In tutta risposta, Epidio inarcò un sopracciglio. «Hai nove giorni. Ti raccomando, impara l'arringa a memoria, prevedi domande logiche per l'altercatio e sfrutta quanti più riferimenti eruditi. La gente non deve crederti né uno stupido né uno zotico». Nel suo atteggiamento era implicito che lui mi ritenesse entrambe le cose e io giurai tra me che l'avrei sorpreso.
"Posso farcela!" nel tragitto che separava lo studiolo dalla mia camera ne ero convinto. Poi, sempre meno.
"Occorre un parallelismo coi greci" pensavo, fissando le parole scritte sulla tavoletta "Frasi celebri, allusioni ai miti..." per quanto mi sforzassi, non sapevo come impostare l'orazione, non riuscivo a concentrarmi e, più i minuti passavano, più capivo di essere un inetto. «Maledizione!» sbuffai, gettando la tavoletta sulle coperte.
Intanto, la voce di Sabino tornò a tormentarmi. Femminuccia, lo sentivo ripetere quella parola ancora e ancora, Stai al tuo posto. Significava vivere dentro mura domestiche, non certo nel Foro! Nei sogni incomprensibili delle donne non esistevano carriere da avvocato.
E tu sei una femminuccia. Lo capiranno tutti.
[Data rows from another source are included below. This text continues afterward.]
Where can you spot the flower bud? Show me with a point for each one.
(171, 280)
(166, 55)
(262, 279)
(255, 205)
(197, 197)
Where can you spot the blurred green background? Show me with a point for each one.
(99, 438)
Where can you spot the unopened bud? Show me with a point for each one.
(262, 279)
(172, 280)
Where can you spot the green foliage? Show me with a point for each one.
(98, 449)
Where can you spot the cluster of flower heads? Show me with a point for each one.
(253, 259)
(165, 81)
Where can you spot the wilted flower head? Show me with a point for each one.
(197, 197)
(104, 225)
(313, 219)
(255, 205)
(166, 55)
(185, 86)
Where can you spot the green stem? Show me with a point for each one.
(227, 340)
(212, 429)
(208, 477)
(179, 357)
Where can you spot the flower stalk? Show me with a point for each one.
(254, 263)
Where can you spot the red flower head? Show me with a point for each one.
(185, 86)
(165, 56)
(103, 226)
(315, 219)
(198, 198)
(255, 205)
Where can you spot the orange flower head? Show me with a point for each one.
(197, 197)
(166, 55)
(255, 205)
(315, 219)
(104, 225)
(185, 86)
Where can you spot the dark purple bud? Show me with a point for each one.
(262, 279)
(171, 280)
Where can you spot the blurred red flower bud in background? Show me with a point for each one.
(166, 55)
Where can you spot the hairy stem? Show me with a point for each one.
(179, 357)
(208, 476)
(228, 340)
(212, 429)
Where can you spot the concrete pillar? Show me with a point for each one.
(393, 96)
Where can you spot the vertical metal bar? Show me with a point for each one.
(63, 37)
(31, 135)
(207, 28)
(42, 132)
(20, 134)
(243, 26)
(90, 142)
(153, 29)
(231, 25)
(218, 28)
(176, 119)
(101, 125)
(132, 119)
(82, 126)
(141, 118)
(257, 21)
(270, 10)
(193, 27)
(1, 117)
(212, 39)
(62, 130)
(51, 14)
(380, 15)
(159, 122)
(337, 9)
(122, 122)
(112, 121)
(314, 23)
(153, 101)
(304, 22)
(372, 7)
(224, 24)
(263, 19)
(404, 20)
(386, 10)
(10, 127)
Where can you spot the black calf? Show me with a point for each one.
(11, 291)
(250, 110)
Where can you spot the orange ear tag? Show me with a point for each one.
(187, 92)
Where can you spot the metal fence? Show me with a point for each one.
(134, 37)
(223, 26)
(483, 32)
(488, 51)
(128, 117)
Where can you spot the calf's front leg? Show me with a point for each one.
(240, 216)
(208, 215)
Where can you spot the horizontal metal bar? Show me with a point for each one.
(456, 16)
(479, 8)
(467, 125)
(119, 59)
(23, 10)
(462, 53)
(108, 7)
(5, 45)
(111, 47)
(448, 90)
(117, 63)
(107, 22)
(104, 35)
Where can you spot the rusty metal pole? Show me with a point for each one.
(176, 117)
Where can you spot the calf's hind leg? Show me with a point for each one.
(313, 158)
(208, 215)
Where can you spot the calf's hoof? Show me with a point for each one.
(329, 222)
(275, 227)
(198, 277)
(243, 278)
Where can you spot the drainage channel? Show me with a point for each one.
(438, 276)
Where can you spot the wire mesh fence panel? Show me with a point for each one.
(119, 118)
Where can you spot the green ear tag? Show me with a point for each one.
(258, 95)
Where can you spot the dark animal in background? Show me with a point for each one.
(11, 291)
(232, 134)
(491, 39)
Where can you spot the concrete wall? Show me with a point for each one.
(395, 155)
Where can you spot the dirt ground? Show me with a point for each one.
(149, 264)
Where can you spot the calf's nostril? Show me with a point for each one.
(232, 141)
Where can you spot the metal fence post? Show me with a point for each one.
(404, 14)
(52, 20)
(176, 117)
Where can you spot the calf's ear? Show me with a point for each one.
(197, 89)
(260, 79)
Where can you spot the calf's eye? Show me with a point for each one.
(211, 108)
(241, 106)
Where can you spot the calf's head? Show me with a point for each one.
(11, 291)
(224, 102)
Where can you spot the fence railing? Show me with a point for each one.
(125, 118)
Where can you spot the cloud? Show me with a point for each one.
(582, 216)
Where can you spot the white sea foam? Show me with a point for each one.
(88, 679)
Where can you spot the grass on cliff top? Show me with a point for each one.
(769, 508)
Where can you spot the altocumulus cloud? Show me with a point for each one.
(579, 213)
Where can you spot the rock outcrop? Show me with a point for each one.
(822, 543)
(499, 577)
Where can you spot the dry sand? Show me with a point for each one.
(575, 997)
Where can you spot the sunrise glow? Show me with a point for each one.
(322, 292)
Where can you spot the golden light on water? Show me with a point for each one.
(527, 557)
Mi tappai le orecchie. "Basta!" dovevo uscire dalla scuola, svuotare la mente e ritrovare un briciolo di concentrazione. Per fortuna, conoscevo la meta perfetta.
«Allora ricordi di avere un lavoro!» brontolò Palaimon, appena varcai la soglia della bottega «Prendi gli arnesi per la ferratura e seguimi». Quando incrociò i miei occhi, però, il suo sguardo si addolcì. «Cos'è successo a Napoli?»
Feci spallucce e misi i ferri nella carriola. «Dove andiamo?»
«Ragazzo! Hai la faccia triste.»
«Sono stanco, niente d'importante. Dove andiamo?»
Palaimon si grattò la barba con un'espressione sospettosa, ma alla fine dovette arrendersi. Afferrò un paio di tavolette e le infilò nella sacca che portavo a tracolla, insieme al documento del caso. «Andiamo dal tuo cliente preferito» dichiarò, conscio dell'affetto che nutrivo per quel ragazzino dai capelli dorati «Noto che hai già un umore migliore.»
Non sbagliava. Riabbracciare Ottavio aveva il suono delle belle notizie. C'era qualcosa, in lui, che mi dava serenità.
"Chissà se lo troverò a letto" mi domandai lungo il tragitto, riflettendo su quale storia avrei potuto raccontargli "Chissà se sarà felice di vedermi. In fondo, compaio nella sua vita come un lampo nel cielo... E Ottavio detesta i lampi". Poi, superai l'ingresso della domus e rabbrividii.
L'abitazione era lugubre, intrisa di un'aria pesante e così ordinata da sembrare deserta. Nei mesi ad Andes avevo respirato angosce e paure, ma mai, neppure nelle ore più difficili, avevo avuto il presentimento di abitare in una necropoli. Laggiù, invece, pareva di entrare nel mondo delle ombre.
«Te l'avevo detto» bofonchiò Palaimon sottovoce «La Domina ha reso questa casa un angolo di Oltretomba: spera che la pover'anima del marito la scambi per un sepolcro.»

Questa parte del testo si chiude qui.